A second ceremony marking Perry Como Day took place August 24, 1977, but the most ambitious project began in 1997 – a statue of the singer. The planned statue had the blessing of Como’s wife, Roselle, who died the year before it was unveiled on May 15, 1999. As part of the festivities, Como’s stool and music stand from The Perry Como Show and the equipment he used at Steve Fragapane’s barber shop were donated to the borough. Como was not present at the unveiling because of poor health. The inscription on the base, “To This Place God Has Brought Me”, was a favorite saying of Como’s; the musical feature was added in 2002.
The Como celebration crossed the Atlantic in August 2002. Palena, Italy, the birthplace of Como’s parents, had a long-standing week-long festival in honor of the singer. A smaller version of the statue was taken to Palena by the mayor of Canonsburg, Anthony Colaizzo. Perry’s son, David, and his wife were also in attendance when the town of Palena renamed a street for Como. There is a marble plaque on a Palena town wall stating that Pietro and Lucia Como, parents of Perry Como, emigrated from this village to the United States which dates from these ceremonies.
Perry Como never forgot Canonsburg either. One of the things he did to give a helping hand to his home town was to convince RCA to open a record-pressing plant there. Those who needed to raise funds for local projects like Boys’ and Girls’ Clubs found him always ready to do whatever was needed.
In 2007, the local McDonald’s was totally rebuilt.
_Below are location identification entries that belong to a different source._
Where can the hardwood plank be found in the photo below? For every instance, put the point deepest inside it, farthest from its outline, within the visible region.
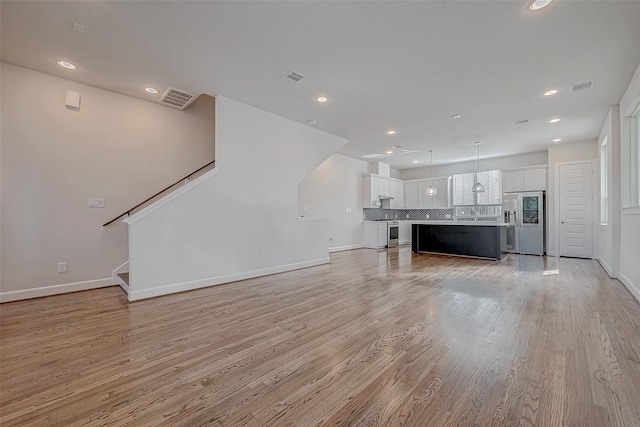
(376, 338)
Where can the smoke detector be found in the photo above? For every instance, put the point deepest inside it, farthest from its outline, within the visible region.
(581, 86)
(292, 77)
(176, 98)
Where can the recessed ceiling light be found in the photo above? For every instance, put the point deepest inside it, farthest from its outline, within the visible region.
(67, 65)
(539, 4)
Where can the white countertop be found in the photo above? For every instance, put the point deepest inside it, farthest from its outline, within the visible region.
(417, 221)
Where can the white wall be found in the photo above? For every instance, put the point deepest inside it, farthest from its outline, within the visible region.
(608, 234)
(116, 147)
(328, 191)
(507, 162)
(241, 222)
(567, 152)
(629, 269)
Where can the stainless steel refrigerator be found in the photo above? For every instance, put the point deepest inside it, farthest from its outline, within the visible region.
(523, 212)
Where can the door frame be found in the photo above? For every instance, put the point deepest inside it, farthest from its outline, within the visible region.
(595, 198)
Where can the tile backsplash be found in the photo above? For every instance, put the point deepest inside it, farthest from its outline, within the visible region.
(374, 214)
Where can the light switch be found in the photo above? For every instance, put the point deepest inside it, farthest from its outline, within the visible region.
(96, 203)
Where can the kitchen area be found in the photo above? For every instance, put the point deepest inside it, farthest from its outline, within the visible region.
(445, 215)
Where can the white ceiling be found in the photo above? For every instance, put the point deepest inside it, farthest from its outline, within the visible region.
(408, 66)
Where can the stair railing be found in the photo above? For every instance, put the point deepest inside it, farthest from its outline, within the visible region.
(188, 178)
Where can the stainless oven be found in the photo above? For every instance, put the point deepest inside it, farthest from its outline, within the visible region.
(393, 233)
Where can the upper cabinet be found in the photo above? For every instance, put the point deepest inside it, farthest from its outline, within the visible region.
(492, 194)
(463, 194)
(524, 180)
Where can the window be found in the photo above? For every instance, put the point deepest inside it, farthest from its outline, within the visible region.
(604, 194)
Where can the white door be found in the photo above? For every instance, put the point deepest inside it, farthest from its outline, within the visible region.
(576, 216)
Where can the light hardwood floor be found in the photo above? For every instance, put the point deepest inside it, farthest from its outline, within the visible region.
(376, 338)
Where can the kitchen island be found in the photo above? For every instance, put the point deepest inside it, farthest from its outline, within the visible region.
(473, 238)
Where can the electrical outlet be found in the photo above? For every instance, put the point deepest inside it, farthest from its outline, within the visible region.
(96, 203)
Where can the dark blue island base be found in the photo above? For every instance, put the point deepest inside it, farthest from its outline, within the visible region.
(483, 241)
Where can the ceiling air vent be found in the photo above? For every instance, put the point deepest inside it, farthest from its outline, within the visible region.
(581, 86)
(293, 77)
(176, 98)
(520, 122)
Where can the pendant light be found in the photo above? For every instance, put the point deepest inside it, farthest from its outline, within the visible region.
(431, 191)
(477, 187)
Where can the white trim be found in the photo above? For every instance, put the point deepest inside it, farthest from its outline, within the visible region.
(312, 218)
(606, 268)
(523, 168)
(117, 280)
(64, 288)
(632, 210)
(171, 196)
(217, 280)
(345, 248)
(633, 289)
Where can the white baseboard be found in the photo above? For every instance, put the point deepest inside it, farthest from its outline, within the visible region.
(633, 288)
(345, 248)
(217, 280)
(607, 268)
(55, 289)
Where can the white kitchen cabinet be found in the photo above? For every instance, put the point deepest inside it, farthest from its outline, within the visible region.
(534, 180)
(463, 194)
(371, 191)
(385, 186)
(393, 203)
(404, 233)
(524, 180)
(399, 195)
(416, 194)
(492, 194)
(374, 234)
(412, 195)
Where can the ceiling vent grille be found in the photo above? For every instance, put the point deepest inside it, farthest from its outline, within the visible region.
(520, 122)
(293, 77)
(581, 86)
(176, 98)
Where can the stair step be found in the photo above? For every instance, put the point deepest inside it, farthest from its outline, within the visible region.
(124, 277)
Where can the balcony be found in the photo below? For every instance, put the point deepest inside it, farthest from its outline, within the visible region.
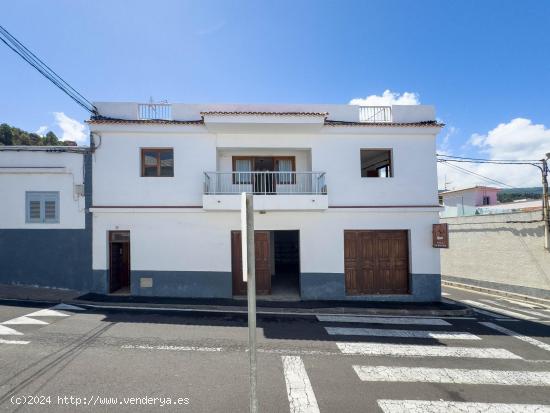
(274, 190)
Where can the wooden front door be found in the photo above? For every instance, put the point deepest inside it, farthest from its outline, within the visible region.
(263, 267)
(376, 262)
(119, 260)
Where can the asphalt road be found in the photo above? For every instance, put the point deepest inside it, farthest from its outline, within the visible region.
(142, 361)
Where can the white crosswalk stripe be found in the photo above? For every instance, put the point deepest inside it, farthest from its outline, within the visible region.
(24, 320)
(440, 406)
(299, 390)
(405, 350)
(7, 331)
(2, 341)
(383, 320)
(377, 332)
(498, 310)
(453, 376)
(47, 313)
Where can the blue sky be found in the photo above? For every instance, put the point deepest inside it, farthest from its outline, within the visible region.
(481, 63)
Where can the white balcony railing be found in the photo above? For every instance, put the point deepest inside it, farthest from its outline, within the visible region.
(265, 183)
(375, 114)
(155, 111)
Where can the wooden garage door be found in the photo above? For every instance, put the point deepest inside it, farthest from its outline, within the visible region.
(376, 262)
(263, 268)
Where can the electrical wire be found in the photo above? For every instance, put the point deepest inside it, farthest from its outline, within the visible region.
(464, 170)
(16, 46)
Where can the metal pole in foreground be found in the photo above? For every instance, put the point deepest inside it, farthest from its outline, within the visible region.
(545, 206)
(249, 275)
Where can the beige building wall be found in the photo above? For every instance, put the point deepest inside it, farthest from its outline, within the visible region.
(504, 251)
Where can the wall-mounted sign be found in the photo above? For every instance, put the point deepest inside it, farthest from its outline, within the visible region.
(440, 234)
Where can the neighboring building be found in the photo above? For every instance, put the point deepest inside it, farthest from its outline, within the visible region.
(345, 198)
(45, 232)
(465, 202)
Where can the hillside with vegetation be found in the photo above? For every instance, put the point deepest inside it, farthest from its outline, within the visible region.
(511, 194)
(12, 136)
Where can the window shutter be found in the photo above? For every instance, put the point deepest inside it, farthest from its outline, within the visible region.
(34, 210)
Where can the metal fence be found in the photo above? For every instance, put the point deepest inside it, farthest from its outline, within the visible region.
(265, 183)
(155, 111)
(374, 114)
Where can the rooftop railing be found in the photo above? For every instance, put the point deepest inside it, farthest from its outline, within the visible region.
(265, 183)
(155, 111)
(375, 114)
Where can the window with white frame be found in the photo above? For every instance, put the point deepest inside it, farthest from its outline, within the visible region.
(42, 207)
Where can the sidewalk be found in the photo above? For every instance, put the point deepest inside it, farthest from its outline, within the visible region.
(11, 293)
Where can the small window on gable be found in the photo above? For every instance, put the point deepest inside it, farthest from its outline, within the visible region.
(376, 163)
(42, 207)
(157, 162)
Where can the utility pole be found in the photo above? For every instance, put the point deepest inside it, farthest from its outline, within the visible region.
(545, 205)
(249, 276)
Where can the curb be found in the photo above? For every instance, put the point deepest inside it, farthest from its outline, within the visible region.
(527, 298)
(259, 310)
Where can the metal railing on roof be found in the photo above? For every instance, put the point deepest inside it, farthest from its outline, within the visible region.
(375, 114)
(153, 111)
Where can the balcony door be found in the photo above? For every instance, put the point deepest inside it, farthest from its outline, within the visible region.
(264, 182)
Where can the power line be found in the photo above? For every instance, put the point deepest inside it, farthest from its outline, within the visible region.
(464, 170)
(15, 45)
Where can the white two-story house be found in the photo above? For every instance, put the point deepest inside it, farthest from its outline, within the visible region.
(345, 198)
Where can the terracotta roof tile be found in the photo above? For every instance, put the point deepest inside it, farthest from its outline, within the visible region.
(222, 113)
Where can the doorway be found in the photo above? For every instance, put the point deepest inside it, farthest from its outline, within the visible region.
(264, 182)
(285, 279)
(119, 262)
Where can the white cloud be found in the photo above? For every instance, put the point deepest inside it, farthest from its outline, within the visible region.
(516, 140)
(388, 98)
(72, 129)
(42, 130)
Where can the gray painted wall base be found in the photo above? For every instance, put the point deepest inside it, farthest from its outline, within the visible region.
(58, 258)
(331, 286)
(199, 284)
(517, 289)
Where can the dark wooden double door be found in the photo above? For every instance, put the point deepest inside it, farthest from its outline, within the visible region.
(263, 263)
(376, 262)
(119, 260)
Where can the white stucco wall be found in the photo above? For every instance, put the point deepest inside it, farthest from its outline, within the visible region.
(336, 151)
(196, 240)
(40, 171)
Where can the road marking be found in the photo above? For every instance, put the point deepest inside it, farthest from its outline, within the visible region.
(298, 387)
(171, 348)
(23, 320)
(453, 376)
(404, 350)
(6, 331)
(13, 342)
(63, 306)
(378, 332)
(440, 406)
(382, 320)
(47, 313)
(535, 313)
(519, 336)
(498, 310)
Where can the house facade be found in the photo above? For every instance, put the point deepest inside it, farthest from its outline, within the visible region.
(345, 198)
(45, 229)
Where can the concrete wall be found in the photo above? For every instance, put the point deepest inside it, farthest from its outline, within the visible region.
(47, 255)
(495, 252)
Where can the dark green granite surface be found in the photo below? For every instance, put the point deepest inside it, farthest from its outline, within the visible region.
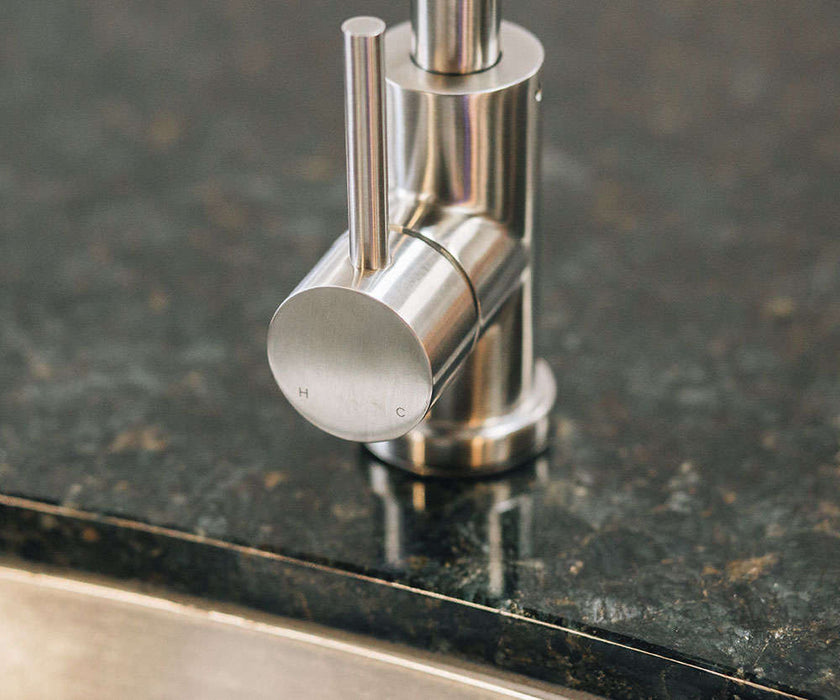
(168, 172)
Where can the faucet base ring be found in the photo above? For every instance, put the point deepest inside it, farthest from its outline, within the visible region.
(463, 450)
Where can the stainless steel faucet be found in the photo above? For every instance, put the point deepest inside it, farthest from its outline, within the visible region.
(419, 342)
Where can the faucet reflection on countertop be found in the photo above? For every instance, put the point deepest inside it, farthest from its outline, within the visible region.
(479, 528)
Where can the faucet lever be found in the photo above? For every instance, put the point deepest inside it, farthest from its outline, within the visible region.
(367, 175)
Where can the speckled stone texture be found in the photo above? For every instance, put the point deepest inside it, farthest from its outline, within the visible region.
(169, 171)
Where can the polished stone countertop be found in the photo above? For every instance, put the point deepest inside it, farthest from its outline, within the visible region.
(168, 172)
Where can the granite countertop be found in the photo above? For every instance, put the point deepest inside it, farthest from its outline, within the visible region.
(169, 171)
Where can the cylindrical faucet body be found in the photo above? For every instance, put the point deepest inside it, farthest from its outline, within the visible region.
(429, 359)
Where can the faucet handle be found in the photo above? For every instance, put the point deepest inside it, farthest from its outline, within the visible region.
(367, 174)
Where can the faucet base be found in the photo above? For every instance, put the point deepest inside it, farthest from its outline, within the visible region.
(470, 450)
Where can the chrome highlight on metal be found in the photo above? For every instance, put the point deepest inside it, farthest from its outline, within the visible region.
(364, 105)
(430, 359)
(455, 36)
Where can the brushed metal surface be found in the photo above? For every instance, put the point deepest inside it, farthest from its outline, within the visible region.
(364, 108)
(455, 36)
(449, 338)
(364, 355)
(69, 639)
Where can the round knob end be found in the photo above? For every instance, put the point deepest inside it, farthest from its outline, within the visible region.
(350, 364)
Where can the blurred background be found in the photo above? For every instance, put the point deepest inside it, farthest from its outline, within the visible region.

The new building decor features memorabilia of Como along with that of fellow singer and Canonsburg native, Bobby Vinton. A children’s playground in Canonsburg on Giffin Avenue is also named for Como. In downtown Canonsburg, all of the tree grates are marked with information about the records that sold a million copies and the town clock hourly plays one of the hits of Como (141), Vinton (44), or the Four Coins (7), also from Canonsburg.